La loi de finances pour 2000 modifie la forme de la dotation de l'Etat, sans
d'ailleurs que l'article 41 de la loi de financement de la
sécurité sociale pour 1999 soit corrigé en
conséquence, ce qui laisse songeur sur la cohérence de la
production législative. Elle prendra la forme d'un transfert de 0,43 %
du produit des droits sur les tabacs (article 29 du projet de loi de finances
pour 2000), ce qui devrait représenter 200 millions de francs en 2000.

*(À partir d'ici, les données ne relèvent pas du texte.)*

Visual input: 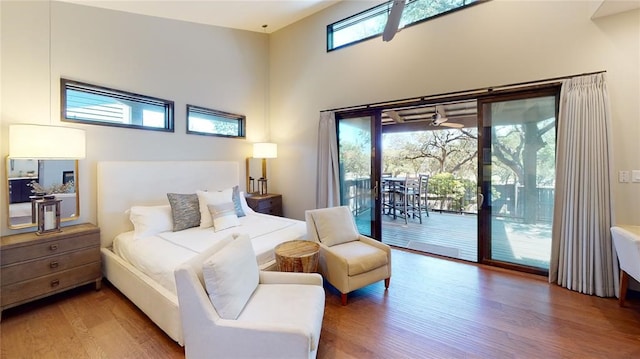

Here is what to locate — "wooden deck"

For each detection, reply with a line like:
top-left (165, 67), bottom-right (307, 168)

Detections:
top-left (372, 212), bottom-right (551, 269)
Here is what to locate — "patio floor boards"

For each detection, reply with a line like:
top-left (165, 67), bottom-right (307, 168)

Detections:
top-left (382, 212), bottom-right (551, 268)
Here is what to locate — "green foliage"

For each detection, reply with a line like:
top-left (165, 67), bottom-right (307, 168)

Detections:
top-left (428, 172), bottom-right (468, 211)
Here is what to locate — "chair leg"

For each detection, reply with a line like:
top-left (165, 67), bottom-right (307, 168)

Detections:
top-left (618, 270), bottom-right (629, 307)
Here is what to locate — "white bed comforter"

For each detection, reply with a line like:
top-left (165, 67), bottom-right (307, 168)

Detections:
top-left (113, 213), bottom-right (307, 293)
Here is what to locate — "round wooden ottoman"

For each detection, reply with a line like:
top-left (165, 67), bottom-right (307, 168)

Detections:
top-left (274, 240), bottom-right (320, 273)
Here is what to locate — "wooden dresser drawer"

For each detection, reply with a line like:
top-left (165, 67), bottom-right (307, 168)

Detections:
top-left (0, 223), bottom-right (102, 314)
top-left (0, 226), bottom-right (100, 266)
top-left (1, 247), bottom-right (100, 286)
top-left (0, 262), bottom-right (101, 306)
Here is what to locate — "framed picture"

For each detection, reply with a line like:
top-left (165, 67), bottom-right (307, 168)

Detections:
top-left (62, 171), bottom-right (76, 184)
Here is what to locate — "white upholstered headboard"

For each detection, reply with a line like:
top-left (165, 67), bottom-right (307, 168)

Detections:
top-left (97, 161), bottom-right (240, 247)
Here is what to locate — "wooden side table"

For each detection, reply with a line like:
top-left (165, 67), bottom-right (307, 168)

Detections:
top-left (274, 240), bottom-right (320, 273)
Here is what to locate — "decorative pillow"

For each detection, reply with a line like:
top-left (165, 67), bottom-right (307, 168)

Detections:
top-left (311, 206), bottom-right (359, 247)
top-left (231, 186), bottom-right (246, 217)
top-left (167, 193), bottom-right (200, 232)
top-left (238, 192), bottom-right (254, 217)
top-left (196, 188), bottom-right (233, 228)
top-left (202, 234), bottom-right (259, 319)
top-left (207, 202), bottom-right (240, 232)
top-left (129, 205), bottom-right (173, 238)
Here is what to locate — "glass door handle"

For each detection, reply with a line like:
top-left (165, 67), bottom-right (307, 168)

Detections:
top-left (373, 181), bottom-right (378, 201)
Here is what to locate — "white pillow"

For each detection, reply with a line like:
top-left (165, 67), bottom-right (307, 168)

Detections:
top-left (129, 205), bottom-right (173, 238)
top-left (311, 206), bottom-right (359, 247)
top-left (240, 192), bottom-right (254, 214)
top-left (207, 202), bottom-right (240, 232)
top-left (196, 188), bottom-right (233, 228)
top-left (202, 234), bottom-right (259, 319)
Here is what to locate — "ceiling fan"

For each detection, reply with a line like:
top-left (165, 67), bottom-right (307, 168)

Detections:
top-left (431, 106), bottom-right (464, 128)
top-left (382, 0), bottom-right (406, 41)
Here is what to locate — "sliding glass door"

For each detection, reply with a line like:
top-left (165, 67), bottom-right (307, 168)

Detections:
top-left (478, 88), bottom-right (558, 273)
top-left (337, 111), bottom-right (381, 239)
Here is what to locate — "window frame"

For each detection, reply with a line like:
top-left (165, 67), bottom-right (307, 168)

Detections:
top-left (326, 0), bottom-right (482, 52)
top-left (60, 78), bottom-right (175, 132)
top-left (186, 104), bottom-right (247, 139)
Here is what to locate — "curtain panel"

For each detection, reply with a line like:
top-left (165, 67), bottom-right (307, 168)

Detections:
top-left (549, 73), bottom-right (619, 297)
top-left (316, 111), bottom-right (340, 208)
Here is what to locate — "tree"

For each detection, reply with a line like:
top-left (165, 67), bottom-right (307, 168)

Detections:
top-left (491, 118), bottom-right (555, 223)
top-left (383, 129), bottom-right (478, 178)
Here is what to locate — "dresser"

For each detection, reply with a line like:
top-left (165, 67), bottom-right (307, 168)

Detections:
top-left (246, 193), bottom-right (283, 217)
top-left (0, 223), bottom-right (102, 315)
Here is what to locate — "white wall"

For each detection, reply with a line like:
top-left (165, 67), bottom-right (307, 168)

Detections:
top-left (0, 0), bottom-right (640, 235)
top-left (0, 1), bottom-right (269, 235)
top-left (269, 1), bottom-right (640, 225)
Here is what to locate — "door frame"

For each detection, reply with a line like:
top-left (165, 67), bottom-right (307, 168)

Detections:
top-left (335, 108), bottom-right (382, 241)
top-left (477, 82), bottom-right (561, 275)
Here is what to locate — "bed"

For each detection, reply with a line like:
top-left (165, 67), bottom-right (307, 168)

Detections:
top-left (97, 161), bottom-right (306, 345)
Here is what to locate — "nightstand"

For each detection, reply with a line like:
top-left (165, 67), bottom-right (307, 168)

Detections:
top-left (0, 223), bottom-right (102, 315)
top-left (246, 193), bottom-right (283, 217)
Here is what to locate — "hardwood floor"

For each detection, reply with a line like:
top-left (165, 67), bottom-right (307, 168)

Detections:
top-left (0, 249), bottom-right (640, 359)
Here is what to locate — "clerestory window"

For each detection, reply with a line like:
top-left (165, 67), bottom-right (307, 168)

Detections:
top-left (327, 0), bottom-right (486, 51)
top-left (187, 105), bottom-right (246, 138)
top-left (60, 79), bottom-right (173, 132)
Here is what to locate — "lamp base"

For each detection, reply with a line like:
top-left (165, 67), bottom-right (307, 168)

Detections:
top-left (36, 228), bottom-right (62, 236)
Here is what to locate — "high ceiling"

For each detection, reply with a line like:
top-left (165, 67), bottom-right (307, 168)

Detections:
top-left (60, 0), bottom-right (342, 33)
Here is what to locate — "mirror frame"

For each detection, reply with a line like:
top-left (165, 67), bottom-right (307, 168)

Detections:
top-left (4, 156), bottom-right (80, 229)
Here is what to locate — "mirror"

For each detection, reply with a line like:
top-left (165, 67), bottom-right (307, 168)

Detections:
top-left (7, 158), bottom-right (80, 229)
top-left (247, 157), bottom-right (267, 194)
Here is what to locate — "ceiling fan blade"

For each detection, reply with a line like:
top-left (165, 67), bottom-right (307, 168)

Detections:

Les prévisions de dépenses du fonds font état de 2000
allocataires indemnisés à la fin de l'année 1999 pour un
coût de 130 millions qui passerait à 400 millions de francs en
année pleine.
L'extension prévue à l'article 26 aurait quant à elle un
coût de 600 millions de francs en année pleine,
soit un
total de dépenses pour le fonds estimé à brève
échéance à un milliard de francs par an
.
Or si le projet de loi de finances fixe le montant de la participation de
l'Etat, les annexes au projet de loi de financement de la
sécurité sociale sont muettes sur la participation de la branche
accidents du travail maladies professionnelles
qui devrait pourtant assumer
un coût de 800 millions de francs en année pleine,
supérieur par exemple à ses excédents annoncés pour
2000. Cette absence paraît donc atteindre à la
sincérité du projet de loi de financement de la
sécurité sociale présenté au Parlement.
Par ailleurs, comment feront les caisses régionales d'assurance maladie
pour contrôler les demandes émanant des dockers ayant
été exposés à l'amiante ? De très
strictes conditions devront être posées, faute de quoi ce fonds
pourrait financer des préretraites de dockers dont le lien avec
l'amiante serait assez ténu.
Votre rapporteur pour avis, s'il considère que la solidarité
nationale doit jouer à l'égard des victimes de l'amiante, se
montre donc très critique envers l'absence de prise en compte dans les
prévisions de dépenses de la branche accidents du travail de la
participation de celle-ci au fonds de prise en charge de la cessation
d'activité des victimes de l'amiante, qui vient altérer la
sincérité du projet de loi de financement.